I was glad to notice that they had sufficient decency left in them to look very foolish.  They explained to him that they had thought he was some one they knew.  They said they hoped he would not deem them capable of so insulting any one except a personal friend of their own.

Of course their having mistaken him for a friend excused it.  I remember Harris telling me once of a bathing experience he had at Boulogne.  He was swimming about there near the beach, when he felt himself suddenly seized by the neck from behind, and forcibly plunged under water.  He struggled violently, but whoever had got hold of him seemed to be a perfect Hercules in strength, and all his efforts to escape were unavailing.  He had given up kicking, and was trying to turn his thoughts upon solemn things, when his captor released him.

He regained his feet, and looked round for his would-be murderer.  The assassin was standing close by him, laughing heartily, but the moment he caught sight of Harris’s face, as it emerged from the water, he started back and seemed quite concerned.

“I really beg your pardon,” he stammered confusedly, “but I took you for a friend of mine!”

Harris thought it was lucky for him the man had not mistaken him for a relation, or he would probably have been drowned outright.

Sailing is a thing that wants knowledge and practice too—though, as a boy, I did not think so.  I had an idea it came natural to a body, like rounders and touch.  I knew another boy who held this view likewise, and so, one windy day, we thought we would try the sport.  We were stopping down at Yarmouth, and we decided we would go for a trip up the Yare.  We hired a sailing boat at the yard by the bridge, and started off.

“It’s rather a rough day,” said the man to us, as we put off: “better take in a reef and luff sharp when you get round the bend.”

We said we would make a point of it, and left him with a cheery “Good-morning,” wondering to ourselves how you “luffed,” and where we were to get a “reef” from, and what we were to do with it when we had got it.

We rowed until we were out of sight of the town, and then, with a wide stretch of water in front of us, and the wind blowing a perfect hurricane across it, we felt that the time had come to commence operations.

Hector—I think that was his name—went on pulling while I unrolled the sail.  It seemed a complicated job, but I accomplished it at length, and then came the question, which was the top end?

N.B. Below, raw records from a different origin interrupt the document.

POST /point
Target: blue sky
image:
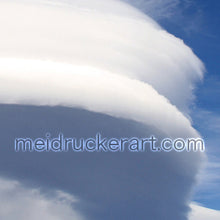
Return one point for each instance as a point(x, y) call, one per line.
point(88, 66)
point(198, 26)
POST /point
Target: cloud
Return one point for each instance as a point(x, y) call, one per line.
point(123, 41)
point(202, 213)
point(23, 203)
point(87, 66)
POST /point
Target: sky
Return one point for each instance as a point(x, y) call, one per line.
point(122, 68)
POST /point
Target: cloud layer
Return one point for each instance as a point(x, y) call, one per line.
point(121, 74)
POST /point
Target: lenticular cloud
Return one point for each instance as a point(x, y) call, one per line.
point(107, 58)
point(146, 66)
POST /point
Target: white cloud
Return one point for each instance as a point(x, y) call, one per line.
point(23, 203)
point(202, 213)
point(111, 36)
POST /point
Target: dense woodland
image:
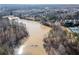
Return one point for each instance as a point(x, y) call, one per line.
point(10, 36)
point(61, 42)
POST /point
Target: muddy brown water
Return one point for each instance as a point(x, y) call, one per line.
point(33, 45)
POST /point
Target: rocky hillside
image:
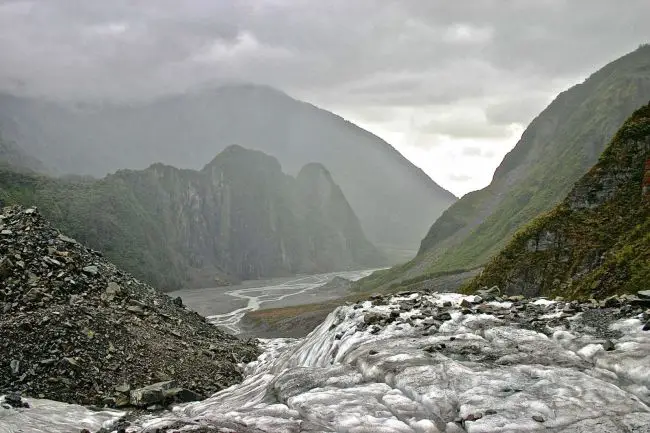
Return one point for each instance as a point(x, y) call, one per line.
point(77, 329)
point(597, 241)
point(239, 217)
point(188, 130)
point(557, 148)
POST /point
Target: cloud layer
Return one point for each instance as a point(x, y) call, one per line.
point(437, 79)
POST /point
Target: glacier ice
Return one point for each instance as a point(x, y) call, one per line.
point(432, 365)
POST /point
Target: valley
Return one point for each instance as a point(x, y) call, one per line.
point(226, 306)
point(192, 242)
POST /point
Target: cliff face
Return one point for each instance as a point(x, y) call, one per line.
point(558, 147)
point(239, 217)
point(597, 241)
point(95, 139)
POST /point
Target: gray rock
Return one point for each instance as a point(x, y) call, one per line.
point(609, 346)
point(372, 318)
point(92, 270)
point(15, 366)
point(124, 388)
point(135, 309)
point(181, 395)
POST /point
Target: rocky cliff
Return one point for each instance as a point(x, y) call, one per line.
point(597, 241)
point(95, 139)
point(555, 150)
point(239, 217)
point(75, 328)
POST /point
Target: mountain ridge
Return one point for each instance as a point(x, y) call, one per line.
point(596, 242)
point(558, 146)
point(240, 217)
point(370, 172)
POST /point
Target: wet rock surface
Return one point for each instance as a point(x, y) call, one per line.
point(77, 329)
point(423, 362)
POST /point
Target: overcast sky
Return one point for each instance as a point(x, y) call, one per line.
point(450, 84)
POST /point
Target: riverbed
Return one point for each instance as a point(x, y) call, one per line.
point(226, 306)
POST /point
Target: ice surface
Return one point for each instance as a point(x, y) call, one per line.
point(47, 416)
point(476, 373)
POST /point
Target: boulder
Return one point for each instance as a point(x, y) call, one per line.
point(151, 394)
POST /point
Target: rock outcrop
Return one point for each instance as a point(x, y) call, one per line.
point(423, 362)
point(556, 149)
point(597, 241)
point(240, 217)
point(186, 130)
point(75, 328)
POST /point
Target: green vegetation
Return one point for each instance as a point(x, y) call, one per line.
point(597, 241)
point(558, 147)
point(239, 217)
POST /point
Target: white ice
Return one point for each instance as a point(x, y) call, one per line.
point(47, 416)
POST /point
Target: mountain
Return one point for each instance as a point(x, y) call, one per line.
point(394, 200)
point(239, 217)
point(596, 242)
point(68, 314)
point(558, 147)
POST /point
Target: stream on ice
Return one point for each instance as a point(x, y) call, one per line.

By a sort of natural instinct, we, of course, eventually decided that the bottom was the top, and set to work to fix it upside-down.  But it was a long time before we could get it up, either that way or any other way.  The impression on the mind of the sail seemed to be that we were playing at funerals, and that I was the corpse and itself was the winding-sheet.

When it found that this was not the idea, it hit me over the head with the boom, and refused to do anything.

“Wet it,” said Hector; “drop it over and get it wet.”

He said people in ships always wetted the sails before they put them up.  So I wetted it; but that only made matters worse than they were before.  A dry sail clinging to your legs and wrapping itself round your head is not pleasant, but, when the sail is sopping wet, it becomes quite vexing.

We did get the thing up at last, the two of us together.  We fixed it, not exactly upside down—more sideways like—and we tied it up to the mast with the painter, which we cut off for the purpose.

That the boat did not upset I simply state as a fact.  Why it did not upset I am unable to offer any reason.  I have often thought about the matter since, but I have never succeeded in arriving at any satisfactory explanation of the phenomenon.

Possibly the result may have been brought about by the natural obstinacy of all things in this world.  The boat may possibly have come to the conclusion, judging from a cursory view of our behaviour, that we had come out for a morning’s suicide, and had thereupon determined to disappoint us.  That is the only suggestion I can offer.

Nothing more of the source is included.